From c120f49634811e443f82949e358e4d5eb52c5aab Mon Sep 17 00:00:00 2001
From: q66 <daniel@octaforge.org>
Date: Tue, 21 Mar 2017 00:27:20 +0100
Subject: [PATCH] implement an M:N thread/coroutine scheduler

---
 examples/concurrency.cc |  47 +++++--
 ostd/concurrency.hh     | 266 +++++++++++++++++++++++++++++++++++++++-
 2 files changed, 304 insertions(+), 9 deletions(-)

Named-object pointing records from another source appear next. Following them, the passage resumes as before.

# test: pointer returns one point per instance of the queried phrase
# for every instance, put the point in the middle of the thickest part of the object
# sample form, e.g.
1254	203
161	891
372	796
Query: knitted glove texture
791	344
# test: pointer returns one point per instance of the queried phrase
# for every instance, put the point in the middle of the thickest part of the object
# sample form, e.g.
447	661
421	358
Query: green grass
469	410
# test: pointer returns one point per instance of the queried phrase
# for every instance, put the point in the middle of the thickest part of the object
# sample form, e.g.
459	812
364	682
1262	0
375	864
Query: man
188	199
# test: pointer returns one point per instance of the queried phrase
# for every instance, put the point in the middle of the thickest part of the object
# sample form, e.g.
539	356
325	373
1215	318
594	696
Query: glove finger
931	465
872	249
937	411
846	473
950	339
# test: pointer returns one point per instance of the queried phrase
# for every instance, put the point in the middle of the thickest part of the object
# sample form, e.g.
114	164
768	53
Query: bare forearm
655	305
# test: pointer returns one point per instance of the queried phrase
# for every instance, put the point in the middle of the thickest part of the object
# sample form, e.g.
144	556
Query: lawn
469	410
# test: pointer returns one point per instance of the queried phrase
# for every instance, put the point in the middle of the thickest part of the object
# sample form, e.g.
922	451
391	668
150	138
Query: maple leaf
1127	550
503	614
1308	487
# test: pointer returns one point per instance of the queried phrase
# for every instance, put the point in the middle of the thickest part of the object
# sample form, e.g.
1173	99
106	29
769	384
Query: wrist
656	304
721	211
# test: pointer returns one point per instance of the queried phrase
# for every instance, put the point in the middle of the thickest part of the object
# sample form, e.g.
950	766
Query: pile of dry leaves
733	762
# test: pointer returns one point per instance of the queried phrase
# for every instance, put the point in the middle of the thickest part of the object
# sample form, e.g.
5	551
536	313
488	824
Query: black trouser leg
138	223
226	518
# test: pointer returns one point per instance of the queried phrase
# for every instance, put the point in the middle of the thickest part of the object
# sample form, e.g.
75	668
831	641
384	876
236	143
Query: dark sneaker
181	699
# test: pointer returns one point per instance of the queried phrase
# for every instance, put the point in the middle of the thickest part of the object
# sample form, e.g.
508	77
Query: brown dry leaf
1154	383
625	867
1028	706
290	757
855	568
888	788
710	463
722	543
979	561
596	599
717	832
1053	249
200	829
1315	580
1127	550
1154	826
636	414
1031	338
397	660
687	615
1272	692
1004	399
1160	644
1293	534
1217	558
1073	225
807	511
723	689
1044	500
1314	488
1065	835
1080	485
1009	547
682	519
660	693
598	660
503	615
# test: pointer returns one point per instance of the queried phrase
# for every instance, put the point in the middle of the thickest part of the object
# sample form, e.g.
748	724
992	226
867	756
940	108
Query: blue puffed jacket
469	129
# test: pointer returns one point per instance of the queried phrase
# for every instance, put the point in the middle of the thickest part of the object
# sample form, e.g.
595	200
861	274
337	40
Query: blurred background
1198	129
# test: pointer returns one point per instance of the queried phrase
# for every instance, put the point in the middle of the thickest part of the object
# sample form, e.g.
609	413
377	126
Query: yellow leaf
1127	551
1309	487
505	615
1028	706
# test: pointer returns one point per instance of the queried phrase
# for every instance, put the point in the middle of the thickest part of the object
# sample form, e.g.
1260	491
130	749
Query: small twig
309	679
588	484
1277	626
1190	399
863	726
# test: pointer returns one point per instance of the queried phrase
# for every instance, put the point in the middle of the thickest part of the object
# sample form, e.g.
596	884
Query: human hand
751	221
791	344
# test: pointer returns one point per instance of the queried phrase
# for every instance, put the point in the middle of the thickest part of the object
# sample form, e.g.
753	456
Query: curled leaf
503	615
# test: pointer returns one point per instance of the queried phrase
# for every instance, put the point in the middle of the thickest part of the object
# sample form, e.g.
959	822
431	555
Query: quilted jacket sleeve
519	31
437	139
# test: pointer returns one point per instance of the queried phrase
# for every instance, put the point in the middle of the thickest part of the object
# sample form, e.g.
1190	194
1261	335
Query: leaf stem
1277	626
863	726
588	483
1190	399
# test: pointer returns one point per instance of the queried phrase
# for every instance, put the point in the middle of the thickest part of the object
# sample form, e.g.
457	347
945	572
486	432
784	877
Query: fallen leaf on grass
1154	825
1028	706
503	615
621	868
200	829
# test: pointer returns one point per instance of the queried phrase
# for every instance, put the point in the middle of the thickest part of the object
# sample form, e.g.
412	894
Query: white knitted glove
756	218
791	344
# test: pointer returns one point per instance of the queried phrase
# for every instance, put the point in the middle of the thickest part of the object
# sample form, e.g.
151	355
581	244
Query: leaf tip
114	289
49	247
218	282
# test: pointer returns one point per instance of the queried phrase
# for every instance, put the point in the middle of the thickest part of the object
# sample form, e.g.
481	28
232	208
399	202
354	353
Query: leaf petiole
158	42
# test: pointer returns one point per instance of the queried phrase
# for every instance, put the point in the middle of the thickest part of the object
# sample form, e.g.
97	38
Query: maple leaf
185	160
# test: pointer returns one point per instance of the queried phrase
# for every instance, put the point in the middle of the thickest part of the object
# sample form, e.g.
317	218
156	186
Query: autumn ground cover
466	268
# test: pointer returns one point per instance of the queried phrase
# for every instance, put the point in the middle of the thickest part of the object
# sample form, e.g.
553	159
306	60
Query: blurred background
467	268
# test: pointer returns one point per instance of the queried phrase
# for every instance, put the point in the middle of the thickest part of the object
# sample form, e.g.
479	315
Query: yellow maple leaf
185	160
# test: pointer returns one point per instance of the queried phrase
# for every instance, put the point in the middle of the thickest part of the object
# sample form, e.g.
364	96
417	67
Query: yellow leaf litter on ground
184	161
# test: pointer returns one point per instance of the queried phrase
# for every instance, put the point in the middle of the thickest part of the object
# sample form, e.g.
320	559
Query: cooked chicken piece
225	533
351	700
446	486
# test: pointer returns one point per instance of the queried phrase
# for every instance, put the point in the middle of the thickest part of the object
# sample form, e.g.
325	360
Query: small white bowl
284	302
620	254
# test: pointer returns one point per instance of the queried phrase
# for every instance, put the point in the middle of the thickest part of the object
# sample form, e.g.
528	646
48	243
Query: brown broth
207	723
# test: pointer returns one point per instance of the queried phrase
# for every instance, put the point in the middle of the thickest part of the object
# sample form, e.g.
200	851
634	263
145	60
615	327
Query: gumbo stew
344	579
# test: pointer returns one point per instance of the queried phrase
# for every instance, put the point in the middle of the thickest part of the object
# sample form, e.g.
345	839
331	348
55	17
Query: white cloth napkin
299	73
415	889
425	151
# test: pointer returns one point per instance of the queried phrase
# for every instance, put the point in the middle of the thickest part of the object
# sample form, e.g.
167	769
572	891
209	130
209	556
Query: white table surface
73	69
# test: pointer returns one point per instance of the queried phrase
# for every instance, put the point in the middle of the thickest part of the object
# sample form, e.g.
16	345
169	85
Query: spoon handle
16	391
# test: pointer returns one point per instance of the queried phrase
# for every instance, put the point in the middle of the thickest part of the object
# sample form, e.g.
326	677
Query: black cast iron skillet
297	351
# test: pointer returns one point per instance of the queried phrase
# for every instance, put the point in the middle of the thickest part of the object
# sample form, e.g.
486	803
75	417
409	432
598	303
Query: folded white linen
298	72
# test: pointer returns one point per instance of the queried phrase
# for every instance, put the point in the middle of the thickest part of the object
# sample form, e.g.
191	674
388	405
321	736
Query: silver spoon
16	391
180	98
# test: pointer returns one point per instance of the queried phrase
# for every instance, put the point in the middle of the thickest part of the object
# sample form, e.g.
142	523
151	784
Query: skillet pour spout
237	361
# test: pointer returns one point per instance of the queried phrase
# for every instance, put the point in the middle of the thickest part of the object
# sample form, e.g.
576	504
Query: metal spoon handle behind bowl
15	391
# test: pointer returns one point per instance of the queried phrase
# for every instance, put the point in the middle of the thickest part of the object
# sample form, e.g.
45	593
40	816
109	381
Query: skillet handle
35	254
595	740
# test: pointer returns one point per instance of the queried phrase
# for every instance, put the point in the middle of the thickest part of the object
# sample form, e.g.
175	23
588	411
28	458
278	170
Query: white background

diff --git a/examples/concurrency.cc b/examples/concurrency.cc
index ae6c723..5fb4eb3 100644
--- a/examples/concurrency.cc
+++ b/examples/concurrency.cc
@@ -4,6 +4,10 @@
 using namespace ostd;
 
 int main() {
+    /* have an array, split it in two halves and sum each half in a separate
+     * task, which may or may not run in parallel with the other one depending
+     * on the scheduler currently in use - several schedulers are shown
+     */
     auto foo = [](auto &sched) {
         auto arr = ostd::iter({ 150, 38, 76, 25, 67, 18, -15,  215, 25, -10 });
 
@@ -18,26 +22,53 @@ int main() {
         writefln("%s + %s = %s", a, b, a + b);
     };
 
+    /* using thread_scheduler results in an OS thread spawned per task,
+     * implementing a 1:1 (kernel-level) scheduling - very expensive on
+     * Windows, less expensive on Unix-likes (but more than coroutines)
+     */
     thread_scheduler tsched;
     tsched.start([&tsched, &foo]() {
-        writeln("thread scheduler: starting...");
+        writeln("(1) 1:1 scheduler: starting...");
         foo(tsched);
-        writeln("thread scheduler: finishing...");
+        writeln("(1) 1:1 scheduler: finishing...");
     });
+    writeln();
 
+    /* using simple_coroutine_scheduler results in a coroutine spawned
+     * per task, implementing N:1 (user-level) scheduling - very cheap
+     * and portable everywhere but obviously limited to only one thread
+     */
     simple_coroutine_scheduler scsched;
     scsched.start([&scsched, &foo]() {
-        writeln("simple coroutine scheduler: starting...");
+        writeln("(2) N:1 scheduler: starting...");
         foo(scsched);
-        writeln("simple coroutine scheduler: finishing...");
+        writeln("(2) N:1 scheduler: finishing...");
+    });
+    writeln();
+
+    /* using coroutine_scheduler results in a coroutine spawned per
+     * task, but mapped onto a certain number of OS threads, implementing
+     * a hybrid M:N approach - this benefits from multicore systems and
+     * also is relatively cheap (you can create a big number of tasks)
+     */
+    coroutine_scheduler csched;
+    csched.start([&csched, &foo]() {
+        writeln("(3) M:N scheduler: starting...");
+        foo(csched);
+        writeln("(3) M:N scheduler: finishing...");
     });
 }
 
 /*
-thread scheduler: starting...
+(1) 1:1 scheduler: starting...
 356 + 233 = 589
-thread scheduler: finishing...
-simple coroutine scheduler: starting...
+(1) 1:1 scheduler: finishing...
+
+(2) N:1 scheduler: starting...
 356 + 233 = 589
-simple coroutine scheduler: finishing...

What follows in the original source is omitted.